Note: Like on CssResource css and gss can not be mixed here. If you importing a .gss file in your UiBinder file you will need to enable gss and also write Gss inside of the style element:

<ui:style gss="true" src="foo.gss">
  /* Need to use GSS here now! */
</ui:style>
/* This is invalid! */
<ui:style gss="true" src="foo.css">
</ui:style>

Setting the default in UiBinder

You can also control the default for CSS / GSS in all UiBinder fields by setting a configuration property:

<set-configuration-property name="CssResource.gssDefaultInUiBinder" value="true" />

Note: This only applies of there is no gss attribute on the given style element.

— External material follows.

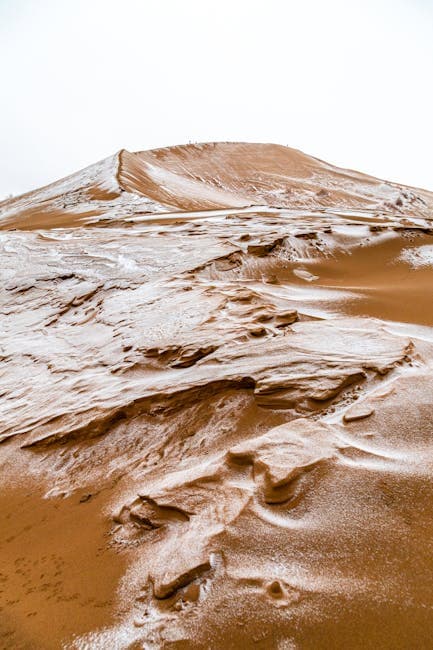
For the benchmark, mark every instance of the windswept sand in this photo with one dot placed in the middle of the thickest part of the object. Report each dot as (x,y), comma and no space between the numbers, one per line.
(216,385)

Css conversion tool - Css2Gss

The Css conversion tool Css2Gss lets you automatically convert your css files to gss. The same underlying tool is used by the GWT compiler to convert css to gss on the fly.

Note: Css2Gss only supports strict mode in conversion and will fail to convert invalid css files. We can not accurately convert broken css in all cases so we rather not try to convert it at all.

You can run the tool like this:

$ java -cp gwt-user.jar com.google.gwt.resources.converter.Css2Gss
fileToConvert.css

Known conversion tool issues

Comments are removed

Since the old flute css parser does not give us any access to these comments, there is nothing we can do about it. You will need to manually re add comments as needed.

Files depending on other files @def?s fail conversion

Since the converter needs to convert all variables to a GSS compatible format, it needs to be aware of all variables that are defined in scope. It therefore refuses to convert if it encounters an undefined variable.

In order to get around this limitation the converter allows you to specify a list of css files to be parsed for building up scope:

$ java -cp gwt-user.jar com.google.gwt.resources.converter.Css2Gss -scope
foo.css,bar.css fileToConvert.css

Known issues with GSS

Running your gwt host page in quirks mode

Running your host page in quirks mode will make GSS fail. If browsers are running in quirks mode they are considering .a and .A to be the same selector. GSS is using upper and lower case characters for different classes and you will see collisions in quirks mode due to this. Since it has been illegal to run GWT applications in quirks mode for a long time, you will need to move your application over to ?HTML 5? by adding <!doctype html> in your host page.